Close Channels, Build Trust
Posted on by NateThe more I teach and use perceptions, parts and channels, the more I wonder if these may be the most cellular building blocks of trust. However grand you care to define trust, it all boils down to, and starts with, closing channels and matching perceptions.
Why do we communicate, and what are we looking for?
According to the Process Communication Model (PCM), there are five main channels, Interventive (protecting), Directive (telling), Requestive (asking), Nurturative (caring), and Emotive (playing). Humans communicate and are in relationship with each other by protecting, telling, asking, caring, and playing. And, logically, there can only be five channels because a) there are only five parts that initiate a channel, and b) if more than one channel was initiated by the same part, they wouldn’t be behaviorally distinct and distinguishable. Can you even comprehend how delighted it makes a Workaholic that PCM is so astonishingly logical?
The Rule of Communication
PCM trainers have taught the diagram hundreds of times - all five channels on one page, easy to see which parts go together, what personality type prefers each channel, and how to distinguish those channels that do double-duty.
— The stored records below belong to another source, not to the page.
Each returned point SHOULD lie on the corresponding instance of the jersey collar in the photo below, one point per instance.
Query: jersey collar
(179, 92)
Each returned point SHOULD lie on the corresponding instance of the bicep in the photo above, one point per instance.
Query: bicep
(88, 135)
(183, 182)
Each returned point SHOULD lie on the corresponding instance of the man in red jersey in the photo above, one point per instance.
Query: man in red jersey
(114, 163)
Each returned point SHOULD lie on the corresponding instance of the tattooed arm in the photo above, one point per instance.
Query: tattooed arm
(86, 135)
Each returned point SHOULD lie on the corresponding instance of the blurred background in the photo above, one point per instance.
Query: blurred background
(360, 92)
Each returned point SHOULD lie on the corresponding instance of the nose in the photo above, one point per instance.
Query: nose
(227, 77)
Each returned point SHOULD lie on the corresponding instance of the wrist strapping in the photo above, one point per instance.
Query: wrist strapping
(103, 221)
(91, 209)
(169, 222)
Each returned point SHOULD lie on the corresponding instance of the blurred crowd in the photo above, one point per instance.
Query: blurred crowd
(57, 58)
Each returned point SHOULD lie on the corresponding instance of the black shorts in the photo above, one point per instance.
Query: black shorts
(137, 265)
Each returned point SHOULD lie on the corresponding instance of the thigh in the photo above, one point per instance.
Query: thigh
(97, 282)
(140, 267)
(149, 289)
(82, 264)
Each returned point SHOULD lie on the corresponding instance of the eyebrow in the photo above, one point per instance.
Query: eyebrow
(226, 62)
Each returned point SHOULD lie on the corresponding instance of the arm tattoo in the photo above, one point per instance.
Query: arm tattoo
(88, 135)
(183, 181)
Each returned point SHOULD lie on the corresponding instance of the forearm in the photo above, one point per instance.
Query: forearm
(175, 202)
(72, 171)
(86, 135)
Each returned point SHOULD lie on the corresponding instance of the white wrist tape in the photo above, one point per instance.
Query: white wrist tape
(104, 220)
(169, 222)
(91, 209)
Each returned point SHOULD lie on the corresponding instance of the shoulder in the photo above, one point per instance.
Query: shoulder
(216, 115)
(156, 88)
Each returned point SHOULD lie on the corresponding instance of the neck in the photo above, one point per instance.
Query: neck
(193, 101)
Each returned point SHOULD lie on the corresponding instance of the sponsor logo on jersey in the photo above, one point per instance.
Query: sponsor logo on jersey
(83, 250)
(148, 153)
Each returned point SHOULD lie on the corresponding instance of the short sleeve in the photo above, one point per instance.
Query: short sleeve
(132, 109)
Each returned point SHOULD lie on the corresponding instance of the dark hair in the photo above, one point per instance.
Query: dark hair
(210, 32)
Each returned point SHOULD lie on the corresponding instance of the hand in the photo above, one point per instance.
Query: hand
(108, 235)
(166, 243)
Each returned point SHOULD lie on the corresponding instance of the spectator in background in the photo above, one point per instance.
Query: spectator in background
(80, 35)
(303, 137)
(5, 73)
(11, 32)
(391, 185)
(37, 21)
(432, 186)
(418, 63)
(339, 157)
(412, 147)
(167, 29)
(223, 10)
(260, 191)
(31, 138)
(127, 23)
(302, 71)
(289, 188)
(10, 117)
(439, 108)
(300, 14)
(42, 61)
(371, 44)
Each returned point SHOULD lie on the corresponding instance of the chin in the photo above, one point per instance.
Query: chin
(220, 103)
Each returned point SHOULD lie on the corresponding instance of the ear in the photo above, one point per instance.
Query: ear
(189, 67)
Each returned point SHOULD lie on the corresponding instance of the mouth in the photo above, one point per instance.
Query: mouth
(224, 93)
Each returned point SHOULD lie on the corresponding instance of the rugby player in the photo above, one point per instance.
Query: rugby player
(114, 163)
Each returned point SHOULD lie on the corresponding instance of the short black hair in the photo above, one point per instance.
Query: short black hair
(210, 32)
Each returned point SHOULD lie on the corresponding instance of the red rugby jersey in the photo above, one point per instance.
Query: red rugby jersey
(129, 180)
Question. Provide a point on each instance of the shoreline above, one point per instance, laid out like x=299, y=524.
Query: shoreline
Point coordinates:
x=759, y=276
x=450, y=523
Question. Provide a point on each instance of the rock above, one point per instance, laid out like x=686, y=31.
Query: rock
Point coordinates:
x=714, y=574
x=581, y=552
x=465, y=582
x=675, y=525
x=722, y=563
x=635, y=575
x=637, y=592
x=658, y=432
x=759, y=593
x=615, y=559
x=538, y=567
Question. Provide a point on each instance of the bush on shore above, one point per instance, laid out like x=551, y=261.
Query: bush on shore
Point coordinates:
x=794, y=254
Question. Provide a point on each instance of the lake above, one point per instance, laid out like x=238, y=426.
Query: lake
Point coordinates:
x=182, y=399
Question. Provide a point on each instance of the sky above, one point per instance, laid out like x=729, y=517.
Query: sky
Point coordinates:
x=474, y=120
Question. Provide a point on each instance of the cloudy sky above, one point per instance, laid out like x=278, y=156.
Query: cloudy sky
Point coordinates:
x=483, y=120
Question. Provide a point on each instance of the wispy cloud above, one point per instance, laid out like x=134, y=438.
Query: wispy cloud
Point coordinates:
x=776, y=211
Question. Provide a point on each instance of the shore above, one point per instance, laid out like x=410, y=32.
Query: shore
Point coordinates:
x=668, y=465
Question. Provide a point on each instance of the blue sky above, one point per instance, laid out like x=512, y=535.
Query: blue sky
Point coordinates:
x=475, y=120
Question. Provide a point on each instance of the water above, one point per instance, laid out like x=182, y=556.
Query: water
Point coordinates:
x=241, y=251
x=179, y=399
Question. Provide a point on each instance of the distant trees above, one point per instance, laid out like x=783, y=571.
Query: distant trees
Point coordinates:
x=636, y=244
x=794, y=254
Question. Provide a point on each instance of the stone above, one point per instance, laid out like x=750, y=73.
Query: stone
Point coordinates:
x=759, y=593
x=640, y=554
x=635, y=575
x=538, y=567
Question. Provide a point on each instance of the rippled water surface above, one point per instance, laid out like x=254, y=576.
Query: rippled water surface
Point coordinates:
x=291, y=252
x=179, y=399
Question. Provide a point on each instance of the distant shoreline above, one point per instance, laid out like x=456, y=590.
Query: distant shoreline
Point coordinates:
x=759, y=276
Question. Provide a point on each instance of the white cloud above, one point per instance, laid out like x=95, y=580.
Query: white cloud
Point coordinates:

A great one-stop visual to summarize the Rule of Communication.
Trust at the most basic level
Here’s what enamors me; the Parts that close Channels. Scanning the right side of this diagram, notice that only two parts do all the work – the Emoter and Computer. Every Channel is closed by one of these two. I’m leaving out the Interventive channel since it’s not personality-specific. “Obviously,” you might be saying to yourself. It wouldn’t work or make any sense for the other parts to close a channel. Yeah, I know…I get that. Stick with me…
If the purpose of communication is to tell, ask, care, and play, then what is the end goal of communication? Based on the parts that close channels – there are only two end goals; safety and execution – “Am I safe with you?” and “Can I count on you?” My Emoter transparently shows you how what you’ve just said is resonating with me – where you stand with me. It fosters psychological safety by being transparent while providing the initiator with candid, non-attacking signals about where they stand. The Computer executes – does stuff, plain and simple.
Closing the Nurturative and Emotive channels with the Emoter sends the message “You are safe with me.” Closing the Directive and Requestive channels with the Computer sends the message, “You can count on me.”
From this cellular starting point we can begin building the larger context of trust in relationships, organizations, and communities.
Close Channels, Build Trust
Closing channels builds trust one interaction at a time. This is why we tell our clients that trust is made or broken from here forward. Trust begins now.